Preliminary version of the changelog is here, as usual: • PR for the new Android OpenCV Manager (created by Maksim) is pending. It’s written in Java, it’s much simpler than the previous Manager (because it’s in Java and because it makes use of all the nover features of Android 4.x and Google Play). • pthread-based cv::parallel_for_ has been integrated. It passes all the tests.

• Slides for CVPR 2015 tutorial are in progress. The link to the draft version has been sent separately. • Alexander Alekhin more or less finished web-OpenCV app: users can choose one of pre-defined opencv samples, edit, run, see the result images, upload their own images as inputs. C/C++ and Python are supported. • played with 2 contributions out of 17 for the challenge ( LATCH binary descriptor and RHO algorithm for computing homography).

They both have been contributed to OpenCV and they both appear to be quite good algorithms. • GSoC: • there are first results already from Alexander Bokov (mentored by Maksim): • • text detection (Lluis Gomez, mentored by Vadim) – Lluis will finish and prepare PR on the simple CNN-based text recogniser. Right now we can only recognize text using 3rd-party Tesseract. • optimized for ARM image preprocessing (Seon-Wook Park, mentored by Vadim) – the student is working on optimized grayworld white balance implementation, will submit PR soon. • improved stereo correspondence using binary descriptors (Mircea Paul Muresan, mentored by Sergei Nosov) – the plans have been finalized, student started working on implementing simple dense binary descriptors (such as Census). OpenCV Plans: • Release OpenCV 3. Antipop Consortium Discography Downloads on this page. 0, publish announcement. • Add more material to the tutorial.

• After 3.0 release continue QA work - • add new builders to the buildbot, • extend existing (in particular, run some opencv_contrib tests), • repair Java tests, Numl: • not much progress on the numl during these 3 weeks. • The latest snapshot is at: • Action Items Gary •. 2015-05-26 Agenda • GSoC 2015 • CVPR tutorial • CVPR challenge • CVPR People’s Choice Best Paper Minutes • GSoC 2015 • Deep learning task, • Contacted author of paper • • • all the network protocal produced w/blender • All results will go continuously into opencv_contrib. Contrib is only tested on buildbot for master branch • • Add ppt slides to google drive and send Vadim the links. • 0.45: intro talk. • 0.05: future directions • 1h: Vadim, internal.
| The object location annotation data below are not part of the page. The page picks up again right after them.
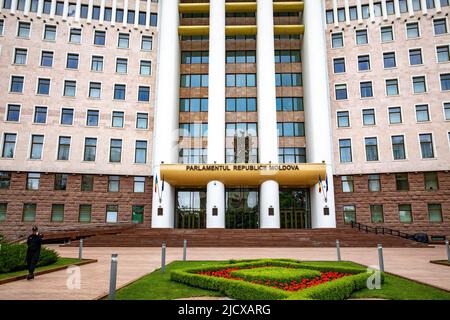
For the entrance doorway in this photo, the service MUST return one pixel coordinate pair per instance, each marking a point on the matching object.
(242, 208)
(295, 211)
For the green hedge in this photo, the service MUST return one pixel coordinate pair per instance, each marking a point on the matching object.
(12, 257)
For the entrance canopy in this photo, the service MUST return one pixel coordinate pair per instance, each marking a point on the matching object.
(248, 174)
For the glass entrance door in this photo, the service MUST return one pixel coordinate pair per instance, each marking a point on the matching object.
(295, 212)
(242, 208)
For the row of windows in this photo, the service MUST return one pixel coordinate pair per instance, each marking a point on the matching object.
(398, 148)
(405, 213)
(131, 16)
(390, 60)
(387, 33)
(84, 214)
(36, 148)
(419, 85)
(73, 62)
(394, 114)
(378, 9)
(70, 88)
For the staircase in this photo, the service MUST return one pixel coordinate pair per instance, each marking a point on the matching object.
(347, 236)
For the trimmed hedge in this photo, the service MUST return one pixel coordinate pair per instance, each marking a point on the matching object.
(12, 257)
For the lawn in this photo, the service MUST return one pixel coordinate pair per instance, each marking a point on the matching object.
(60, 263)
(158, 286)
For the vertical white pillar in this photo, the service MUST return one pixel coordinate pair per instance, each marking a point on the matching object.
(397, 9)
(267, 114)
(216, 112)
(165, 146)
(317, 108)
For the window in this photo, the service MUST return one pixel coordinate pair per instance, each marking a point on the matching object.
(75, 35)
(343, 119)
(117, 119)
(347, 184)
(376, 213)
(368, 117)
(341, 91)
(85, 213)
(57, 213)
(363, 63)
(43, 86)
(29, 212)
(387, 34)
(17, 84)
(61, 181)
(47, 59)
(9, 145)
(426, 145)
(123, 40)
(337, 40)
(99, 38)
(119, 91)
(142, 121)
(443, 54)
(112, 211)
(147, 43)
(13, 113)
(366, 89)
(115, 153)
(95, 90)
(24, 30)
(20, 56)
(415, 57)
(440, 26)
(401, 181)
(345, 150)
(145, 68)
(90, 149)
(374, 182)
(70, 88)
(67, 116)
(144, 94)
(361, 37)
(37, 144)
(405, 213)
(389, 60)
(92, 118)
(422, 113)
(97, 63)
(349, 214)
(419, 84)
(40, 115)
(139, 184)
(121, 65)
(445, 81)
(339, 65)
(431, 181)
(33, 181)
(113, 184)
(63, 148)
(371, 149)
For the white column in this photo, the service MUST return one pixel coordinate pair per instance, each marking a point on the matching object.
(216, 112)
(267, 114)
(347, 13)
(397, 9)
(317, 108)
(410, 8)
(359, 10)
(165, 136)
(40, 8)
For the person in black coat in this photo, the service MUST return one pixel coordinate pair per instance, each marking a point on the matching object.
(34, 243)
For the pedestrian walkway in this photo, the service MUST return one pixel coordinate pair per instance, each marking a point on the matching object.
(133, 263)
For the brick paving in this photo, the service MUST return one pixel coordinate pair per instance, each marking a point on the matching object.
(133, 263)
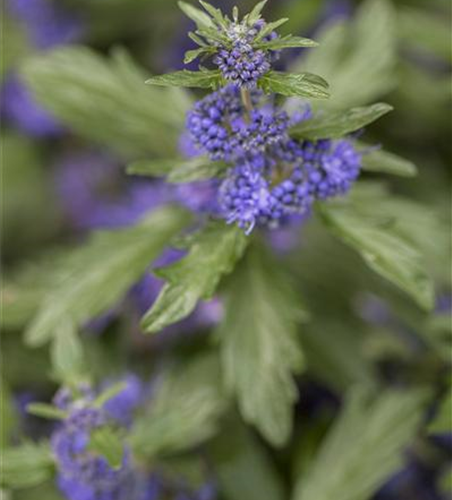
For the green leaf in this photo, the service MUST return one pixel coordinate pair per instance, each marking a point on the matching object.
(286, 42)
(363, 448)
(201, 19)
(258, 339)
(242, 466)
(107, 442)
(255, 14)
(184, 411)
(26, 465)
(44, 410)
(191, 55)
(337, 124)
(196, 79)
(382, 161)
(105, 100)
(442, 422)
(215, 13)
(214, 252)
(289, 84)
(179, 170)
(68, 361)
(382, 247)
(97, 275)
(357, 57)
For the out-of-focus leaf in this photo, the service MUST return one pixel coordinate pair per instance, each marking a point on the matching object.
(337, 124)
(185, 78)
(356, 57)
(68, 361)
(179, 170)
(106, 100)
(97, 275)
(442, 422)
(107, 442)
(384, 249)
(287, 42)
(185, 410)
(369, 439)
(242, 467)
(388, 163)
(426, 30)
(213, 252)
(26, 465)
(259, 347)
(294, 84)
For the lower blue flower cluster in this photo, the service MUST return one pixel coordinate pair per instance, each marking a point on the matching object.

HAL, GMat, faster, since.

• 1h: the new API. Mat, Mat_, GMat, Algorithm, OpenCV2, imgproc, Python, (OpenCV3), • 1h: GSOC, inpainting, RGBD, tutorials. =>exercises: USB keys with OpenCV3,.debian • CVPR challenge • On last week we got 17 submissions on the Challenge in 5 categories: • tracking: 8 • image segmentation: 2 + 2 foreground detection • image registration: 3 • gesture recognition: 1 • object recognition: 1 • CVPR People’s Choice Best Paper • template for voting results • export results as xml files (but papers by unique ID) • need to get ID to papers, Grace will get from Terry Boult • big archive from Dmitry with 17 contributions Reports •. Vadim OpenCV: • The work on stabilization of OpenCV 3.0-pre continues.

During the past 3 weeks we’ve merged over 60 pull requests, closed ~150 bug reports! In particular, such areas as documentation, building and installation, python bindings, core, imgproc, features2d, calib3d have been improved. We’ve even fixed some 2-years-old, 3-years-old bugs. • We’ve also regenerated and uploaded the new 3.0rc Android package where some files were missing. • OpenCV 3.0 final is going to be released in the beginning of June, just before CVPR.